Solve the equation $\frac{3^{5x+2}}{9^{1-x}}=\frac{27^{4+3x}}{729}$
I thought that the best way of approaching this would be to rewrite everything using $3$ as the base of the exponents, hence creating an equivalence which would allow me to equate numerators to numerators, and denominators to denominators. Doing this yields:
$$\frac{3^{5x+2}}{3^{2(1-x)}}=\frac{3^{3(4+3x)}}{3^6}$$
Equating the exponents of each numerator:
$$ 5x+2=3(4+3x) $$
$$ 5x+2=12+9x $$
$$ -4x=10 $$
$$ x = \frac{10}{-4}=-\frac{5}{2} $$
Doing this for the denominator yields a different value of $x$:
$$ 2(1-x)=6 $$
$$ 2-2x=6 $$
$$ -2x=4 $$
$$ x = -2 $$
Why is that I'm obtaining two different values of $x$?
Further to this, the solution in the book states the answer as $x=-3$, what am I doing wrong?
Best Answer
Recall that the property $$a^{f(x)} = a^{g(x)} \implies f(x) = g(x)$$ holds because the exponential function is injective. Therefore, you always need to rewrite both sides of the equation as powers of $a$ before you can equate the exponents.
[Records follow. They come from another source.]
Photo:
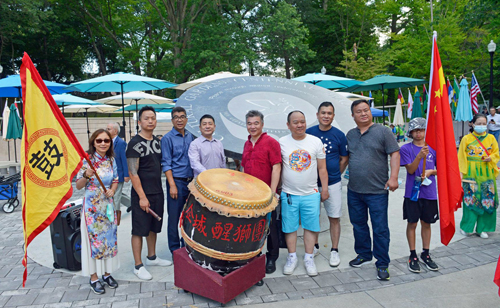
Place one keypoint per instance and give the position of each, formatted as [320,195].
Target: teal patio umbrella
[382,82]
[68,99]
[136,96]
[158,107]
[121,82]
[14,128]
[327,81]
[416,111]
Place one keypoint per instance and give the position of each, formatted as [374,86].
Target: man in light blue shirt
[175,164]
[206,152]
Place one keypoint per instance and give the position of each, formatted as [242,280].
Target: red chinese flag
[496,280]
[439,135]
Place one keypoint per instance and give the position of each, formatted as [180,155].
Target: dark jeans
[273,243]
[174,210]
[359,205]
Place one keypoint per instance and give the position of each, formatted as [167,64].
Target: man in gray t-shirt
[369,144]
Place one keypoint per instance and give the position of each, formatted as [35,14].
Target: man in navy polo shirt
[175,163]
[337,157]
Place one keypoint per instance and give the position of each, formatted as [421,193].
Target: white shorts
[333,205]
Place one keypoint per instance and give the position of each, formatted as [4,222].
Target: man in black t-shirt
[144,165]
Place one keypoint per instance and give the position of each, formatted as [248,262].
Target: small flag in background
[439,135]
[474,91]
[410,104]
[451,93]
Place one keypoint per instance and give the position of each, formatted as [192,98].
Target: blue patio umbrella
[14,128]
[378,113]
[68,99]
[158,107]
[327,81]
[382,82]
[464,108]
[121,82]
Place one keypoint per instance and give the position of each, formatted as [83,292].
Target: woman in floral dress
[98,223]
[477,158]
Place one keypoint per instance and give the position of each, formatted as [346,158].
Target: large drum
[226,219]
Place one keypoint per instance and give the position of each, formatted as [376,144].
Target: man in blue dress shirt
[175,164]
[119,147]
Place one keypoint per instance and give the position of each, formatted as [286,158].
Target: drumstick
[423,164]
[154,215]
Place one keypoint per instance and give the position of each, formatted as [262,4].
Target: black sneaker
[358,261]
[431,265]
[413,265]
[383,274]
[110,281]
[97,287]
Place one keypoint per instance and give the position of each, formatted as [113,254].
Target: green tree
[284,38]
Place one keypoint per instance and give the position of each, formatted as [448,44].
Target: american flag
[474,91]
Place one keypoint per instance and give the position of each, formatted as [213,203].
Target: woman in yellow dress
[477,158]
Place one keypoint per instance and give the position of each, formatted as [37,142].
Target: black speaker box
[66,239]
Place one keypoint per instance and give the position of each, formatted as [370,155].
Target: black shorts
[142,222]
[423,209]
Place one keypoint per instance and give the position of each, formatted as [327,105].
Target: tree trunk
[287,67]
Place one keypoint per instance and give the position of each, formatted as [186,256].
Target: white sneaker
[158,262]
[334,258]
[142,273]
[310,267]
[290,266]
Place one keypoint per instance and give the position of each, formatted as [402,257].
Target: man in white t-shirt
[494,123]
[303,159]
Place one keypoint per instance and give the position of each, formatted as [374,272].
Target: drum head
[233,193]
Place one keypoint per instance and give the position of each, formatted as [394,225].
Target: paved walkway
[50,288]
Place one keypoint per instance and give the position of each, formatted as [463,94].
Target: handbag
[110,212]
[484,148]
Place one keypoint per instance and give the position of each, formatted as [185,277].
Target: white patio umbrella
[87,109]
[134,97]
[353,97]
[192,83]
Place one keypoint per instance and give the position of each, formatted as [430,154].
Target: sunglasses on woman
[98,141]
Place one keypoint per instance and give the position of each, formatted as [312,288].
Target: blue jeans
[495,133]
[174,210]
[359,205]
In your situation, you can apply the property: $$\frac{a^m}{a^n} = a^{m - n}$$ and thus write $$3^{5x+2 - 2(1 - x)} = 3^{3(4 + 3x) - 6}.$$ Then you can solve the equation $$5x+2-2(1-x) = 3(4+3x)-6.$$
Now, if you're still wondering why you can't just equate the exponents of the numerators and those of the denominators, let me show you a simple counterexample to explain why that might not work in general: $$\frac {3^7} {3^5} = \frac {3^8} {3^6}$$ holds because if you compute the quotients they are both equal to $9$, but $7 \neq 8$ and $5 \neq 6$.